Klaus Reinhardt, ehemaliger Oberbefehlshaber der KFOR, ist strikt gegen ein militärisches Eingreifen westlicher Länder in Syrien. Dies würde zugleich einen Krieg gegen den Bündnispartner Iran bedeuten und einen Flächenbrand auslösen. Es sei auch schwierig, die Opposition aus der Luft zu unterstützen, denn die sei einfach zu schwach in ihrem Kampf gegen die gut ausgerüstete syrische Armee.

Klaus Reinhardt im Gespräch mit Christiane Kaess | 30.05.2012
    Christiane Kaess: Es ist die schärfste diplomatische Waffe, die Ausweisung eines Botschafters aus einem Land. Zu dieser haben gestern mehrere westliche Länder, darunter auch Deutschland, in einer konzertierten Aktion gegriffen und die syrischen Botschafter aus ihren Ländern ausgewiesen – als Reaktion auf das Massaker im syrischen Al-Hula, bei dem mehr als 100 Zivilisten getötet wurden, darunter etliche Kinder. Der Sondergesandte Kofi Annan hat sich gestern mit dem syrischen Präsidenten getroffen, heute soll er im Weltsicherheitsrat Bericht erstatten. Der französische Präsident Francois Hollande schließt mittlerweile einen Militäreinsatz in Syrien mit UN-Mandat nicht aus.
    Am Telefon ist jetzt Klaus Reinhardt, General a.D. und ehemaliger Oberbefehlshaber der KFOR. Guten Morgen, Herr Reinhardt.

    Klaus Reinhardt: Guten Morgen, Frau Kaess!

    Kaess: Herr Reinhardt, kann die Ausweisung der Botschafter eine Weichenstellung hin zu einer militärischen Intervention des Westens in Syrien sein?

    Reinhardt: Ich hoffe nicht.

    Kaess: Warum?

    Reinhardt: …, weil eine Intervention westlicher Kräfte wäre meines Erachtens katastrophal und würde den schwelenden Brand in Mittelost wahrscheinlich in einen Flächenbrand verwandeln. Wir haben gehört, dass die Russen und Chinesen sagen, ein Angriff auf Syrien wäre wie ein Angriff auf sie, es wird mit Krieg gedroht. Wir sehen viel zu wenig, meine ich, dass auch der Iran mit Syrien einen Beistandspakt hat. Das heißt, dass, wenn Syrien angegriffen werden würde, der Iran automatisch mit im Konflikt drin wäre. Das wäre eine Größenordnung, die nicht vernünftig zu handeln ist.
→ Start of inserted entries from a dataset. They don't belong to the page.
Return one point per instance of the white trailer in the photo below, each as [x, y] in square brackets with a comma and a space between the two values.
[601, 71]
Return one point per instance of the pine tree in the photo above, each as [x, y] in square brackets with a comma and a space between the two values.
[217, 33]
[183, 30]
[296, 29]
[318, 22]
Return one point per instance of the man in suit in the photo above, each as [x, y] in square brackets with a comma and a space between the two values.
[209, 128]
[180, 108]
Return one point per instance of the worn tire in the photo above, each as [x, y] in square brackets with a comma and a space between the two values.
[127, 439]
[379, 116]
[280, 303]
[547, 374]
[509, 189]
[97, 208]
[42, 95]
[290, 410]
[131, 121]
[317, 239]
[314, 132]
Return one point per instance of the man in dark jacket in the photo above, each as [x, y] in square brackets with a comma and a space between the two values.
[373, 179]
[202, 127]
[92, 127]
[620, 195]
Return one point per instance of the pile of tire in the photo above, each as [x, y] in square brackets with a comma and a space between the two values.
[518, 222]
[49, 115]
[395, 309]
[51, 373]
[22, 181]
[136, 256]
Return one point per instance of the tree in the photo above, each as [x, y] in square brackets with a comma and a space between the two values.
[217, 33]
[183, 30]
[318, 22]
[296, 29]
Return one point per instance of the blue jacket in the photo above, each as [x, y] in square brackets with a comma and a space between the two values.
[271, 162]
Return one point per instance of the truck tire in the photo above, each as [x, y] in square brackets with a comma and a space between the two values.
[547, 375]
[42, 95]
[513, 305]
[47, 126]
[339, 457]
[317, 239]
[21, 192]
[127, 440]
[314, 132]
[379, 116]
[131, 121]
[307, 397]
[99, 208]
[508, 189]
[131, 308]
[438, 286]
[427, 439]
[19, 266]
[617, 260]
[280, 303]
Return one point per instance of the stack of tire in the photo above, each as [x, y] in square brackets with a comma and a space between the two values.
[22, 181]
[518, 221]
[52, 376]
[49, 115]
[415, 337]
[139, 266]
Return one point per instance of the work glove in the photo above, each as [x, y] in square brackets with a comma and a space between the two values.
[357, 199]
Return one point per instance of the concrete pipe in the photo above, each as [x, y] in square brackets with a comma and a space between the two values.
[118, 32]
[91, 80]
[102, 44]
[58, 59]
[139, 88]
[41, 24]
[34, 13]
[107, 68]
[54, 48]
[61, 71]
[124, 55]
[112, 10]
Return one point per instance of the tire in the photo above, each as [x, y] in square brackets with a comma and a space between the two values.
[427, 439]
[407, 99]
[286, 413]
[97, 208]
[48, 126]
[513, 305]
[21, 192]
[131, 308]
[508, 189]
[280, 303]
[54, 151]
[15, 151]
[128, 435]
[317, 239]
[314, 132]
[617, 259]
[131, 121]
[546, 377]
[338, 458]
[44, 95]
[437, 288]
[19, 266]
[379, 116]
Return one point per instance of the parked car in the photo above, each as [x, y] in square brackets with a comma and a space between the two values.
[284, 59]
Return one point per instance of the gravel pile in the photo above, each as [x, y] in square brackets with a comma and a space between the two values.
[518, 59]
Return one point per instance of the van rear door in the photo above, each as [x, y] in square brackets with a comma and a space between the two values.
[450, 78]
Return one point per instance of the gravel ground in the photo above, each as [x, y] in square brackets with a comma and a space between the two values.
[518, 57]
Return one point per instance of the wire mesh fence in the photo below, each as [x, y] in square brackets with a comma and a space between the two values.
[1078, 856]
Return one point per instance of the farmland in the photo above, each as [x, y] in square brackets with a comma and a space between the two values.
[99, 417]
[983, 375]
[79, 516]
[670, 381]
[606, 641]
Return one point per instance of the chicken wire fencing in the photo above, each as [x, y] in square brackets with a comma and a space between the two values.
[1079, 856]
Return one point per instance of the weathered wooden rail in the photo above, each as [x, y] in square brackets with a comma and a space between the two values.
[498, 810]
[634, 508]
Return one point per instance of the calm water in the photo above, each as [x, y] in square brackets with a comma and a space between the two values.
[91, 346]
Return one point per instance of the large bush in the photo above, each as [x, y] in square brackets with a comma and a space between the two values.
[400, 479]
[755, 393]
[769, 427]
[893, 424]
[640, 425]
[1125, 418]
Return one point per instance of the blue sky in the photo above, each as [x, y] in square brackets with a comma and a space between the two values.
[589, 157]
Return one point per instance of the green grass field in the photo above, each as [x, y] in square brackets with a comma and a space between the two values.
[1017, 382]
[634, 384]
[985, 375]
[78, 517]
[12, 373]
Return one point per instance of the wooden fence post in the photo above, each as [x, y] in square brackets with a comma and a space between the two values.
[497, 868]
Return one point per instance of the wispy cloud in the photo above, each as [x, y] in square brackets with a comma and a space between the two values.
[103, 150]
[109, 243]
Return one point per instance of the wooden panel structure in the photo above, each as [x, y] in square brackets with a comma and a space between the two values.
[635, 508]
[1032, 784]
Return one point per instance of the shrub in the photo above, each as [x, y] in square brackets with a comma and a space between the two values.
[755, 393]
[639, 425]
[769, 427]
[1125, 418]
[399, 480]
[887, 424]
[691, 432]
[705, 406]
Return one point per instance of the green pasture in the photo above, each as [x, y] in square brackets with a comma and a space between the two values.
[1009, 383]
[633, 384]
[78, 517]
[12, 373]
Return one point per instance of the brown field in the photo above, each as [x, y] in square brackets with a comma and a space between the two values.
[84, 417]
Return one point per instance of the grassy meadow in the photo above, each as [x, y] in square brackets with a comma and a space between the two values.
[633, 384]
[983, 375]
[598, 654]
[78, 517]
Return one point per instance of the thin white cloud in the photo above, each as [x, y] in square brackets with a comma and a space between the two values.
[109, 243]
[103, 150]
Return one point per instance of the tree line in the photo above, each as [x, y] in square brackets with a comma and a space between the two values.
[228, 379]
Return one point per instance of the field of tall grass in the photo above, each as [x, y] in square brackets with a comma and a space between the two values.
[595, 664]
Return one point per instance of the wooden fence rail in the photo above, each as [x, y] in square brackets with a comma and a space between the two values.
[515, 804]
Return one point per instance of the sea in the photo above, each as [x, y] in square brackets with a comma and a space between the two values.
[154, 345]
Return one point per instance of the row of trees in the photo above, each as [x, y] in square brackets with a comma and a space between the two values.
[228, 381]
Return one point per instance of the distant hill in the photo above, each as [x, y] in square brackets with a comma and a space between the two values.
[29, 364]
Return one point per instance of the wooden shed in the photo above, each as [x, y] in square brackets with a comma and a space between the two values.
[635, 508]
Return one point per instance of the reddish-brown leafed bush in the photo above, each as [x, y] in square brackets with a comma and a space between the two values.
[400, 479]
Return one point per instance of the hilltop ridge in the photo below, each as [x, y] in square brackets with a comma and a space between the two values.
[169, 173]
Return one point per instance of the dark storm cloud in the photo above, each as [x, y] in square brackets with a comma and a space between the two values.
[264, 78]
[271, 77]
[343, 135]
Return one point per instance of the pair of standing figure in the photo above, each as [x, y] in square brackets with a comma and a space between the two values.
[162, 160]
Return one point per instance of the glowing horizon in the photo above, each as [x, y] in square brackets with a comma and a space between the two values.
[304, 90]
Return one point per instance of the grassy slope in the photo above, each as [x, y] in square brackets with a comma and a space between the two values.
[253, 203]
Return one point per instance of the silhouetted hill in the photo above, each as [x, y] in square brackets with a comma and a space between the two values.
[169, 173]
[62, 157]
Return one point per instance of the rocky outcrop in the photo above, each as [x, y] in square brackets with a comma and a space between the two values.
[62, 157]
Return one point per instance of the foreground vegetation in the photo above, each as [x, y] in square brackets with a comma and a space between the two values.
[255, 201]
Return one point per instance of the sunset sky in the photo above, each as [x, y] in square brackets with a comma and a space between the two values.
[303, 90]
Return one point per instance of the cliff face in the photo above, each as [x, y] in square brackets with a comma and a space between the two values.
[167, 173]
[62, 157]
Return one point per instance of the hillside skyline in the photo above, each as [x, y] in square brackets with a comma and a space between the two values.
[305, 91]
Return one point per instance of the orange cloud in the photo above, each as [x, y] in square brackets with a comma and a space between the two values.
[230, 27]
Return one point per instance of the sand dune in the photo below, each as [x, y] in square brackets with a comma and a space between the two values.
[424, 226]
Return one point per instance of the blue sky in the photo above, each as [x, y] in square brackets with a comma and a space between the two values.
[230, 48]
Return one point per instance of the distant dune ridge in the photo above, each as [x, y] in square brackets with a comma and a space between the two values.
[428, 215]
    Kaess: Aber, Herr Reinhardt, auf der anderen Seite: Muss man denn nicht angesichts der Gräueltaten in Syrien über eine militärische Intervention nachdenken?

    Reinhardt: Man kann darüber nachdenken, aber man sollte es nicht zu laut tun. Der amerikanische Generalstabschef Martin Dempsey hat das ja auch gesagt, er ist zurückgepfiffen worden von seiner Regierung, weil darüber nachdenken ist die eine Sache, aber damit spielt man natürlich die Situation, die politische Situation deutlich nach oben. Ich glaube, man muss mit Sicherheit die Russen überzeugen, dass sie bei Sanktionen stärker auf der Seite des Westens mitmachen, was sie bis jetzt mit einer ersten Andeutung vom Außenminister Lawrow getan haben, dass er gesagt hat, es geht nicht unbedingt darum, wer an der Spitze steht, und man muss gucken, ob man den Plan, der auch überlegt wird, der diplomatische Plan, ein stufenweises Herausnehmen von Herrn Assad, ähnlich wie das im Jemen gewesen ist mit dem dortigen Ministerpräsidenten, ob das nicht eine Alternative ist, die man zu verhandeln beginnen muss. Dabei ist man noch gar nicht.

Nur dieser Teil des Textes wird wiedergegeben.